Ms Elmlund typically supplies naloxone to patients she considers at risk of overdose, or to partners concerned about their opioid use. This includes patients taking multiple opioids or those on complex medicine regimens.
According to the PSA document Non-prescription medicine treatment guideline: Naloxone for opioid overdose, people at high risk include those:
- taking a high opioid dose (>50 morphine milligram equivalents/day)
- prescribed a long-acting opioid such as methadone, or an extended release preparation for chronic pain management
- using highly potent synthetic opioids or opioids by injection
- with medical conditions such as lung, liver or kidney disease, sleep apnoea, or a mental health issue.
Other risk factors include smoking, alcohol use, taking benzodiazepines or other CNS depressants, a history of substance use disorder, using opioids after a long period of abstinence or no prior exposure to opioids.
Frail older patients tend to have a high rate of toxicity-related symptoms from opioids they have previously been exposed to when their other health conditions worsen.
For example, a patient might be using fentanyl patches for severe pain associated with osteoporosis in the spine. If they develop pneumonia unrelated to their pain, the patient could experience significant respiratory depression from the combination of opioids and pneumonia.
Although community pharmacies represented the highest proportion of participating sites in the THN Pilot, the evaluation report found they only supplied 52% of the naloxone.
‘This shows there is still a lot of room to increase awareness around the role pharmacists can play in offering THN, and look at how we can improve workflows and pharmacist confidence so more conversations around [the medicine] occur,’ said Advance Practice Pharmacist Dr Jacinta Johnson MPS.
Pharmacists should bear in mind that there was no evidence of unnecessary supply of naloxone during the pilot, even when provided to all patients who were prescribed opioids.
‘These were individuals at potential risk of overdose, albeit some may not have been deemed “high risk”,’ the evaluation report found.
Having naloxone on hand can prevent opioid toxicity from accidental double dosing, for example.
Practice tips for pharmacists
The biggest challenge Ms Elmlund encountered throughout the pilot was the community stigma towards naloxone.

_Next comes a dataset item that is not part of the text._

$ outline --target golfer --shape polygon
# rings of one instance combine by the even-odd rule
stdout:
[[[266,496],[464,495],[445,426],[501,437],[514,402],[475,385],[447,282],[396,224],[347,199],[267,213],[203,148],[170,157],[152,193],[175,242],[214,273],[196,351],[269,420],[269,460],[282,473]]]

‘People think naloxone is only for [those] who take illegal drugs, or have addictions, whereas the majority of overdoses in Australia occur in those [people] prescribed opioid medications,’ Ms Elmlund told AP.
To overcome this barrier, she reframed naloxone as another tool for the home first aid kit that patients would hopefully never have to use.
‘I tell them that [most] overdoses occur in people accidentally, a word which I emphasise,’ she added.
When supplying naloxone, Ms Elmlund runs through the signs of opioid overdose, including a person who is unconscious or unresponsive, awake but unable to talk, vomiting or making choking/gurgling sounds.
‘I give [naloxone nasal spray] as there is no worry [about] needle stick injuries, plus it comes with two in the box,’ she said. ‘So I say to give one, call 000, then the second is there if it doesn’t work or the patient goes back into overdose.’
Interested in joining the THN program?
While pharmacists from Western Australia, South Australia and New South Wales who participated in the pilot do not need to re-register, those who wish to join the program need to sign up through the Pharmacy Programs Administrators’ (PPA) Portal.
Pharmacists should order naloxone through their usual supply chain arrangements. Once supplied to patients under the program, pharmacists can claim for Pharmaceutical Benefits Scheme (PBS) reimbursement through the PPA portal.
Given the life-saving impact of THN, PSA strongly encourages pharmacists to join the program. However, those who opt not to can still supply naloxone to patients with a PBS prescription or over the counter for a fee, usually ranging between $30–$50.
The cost of the medicine, however, is a significant barrier to access, said PSA National President Associate Professor Chris Freeman.
‘The evidence is now clear – removing cost as a barrier saves hundreds and hundreds of lives,’ he said.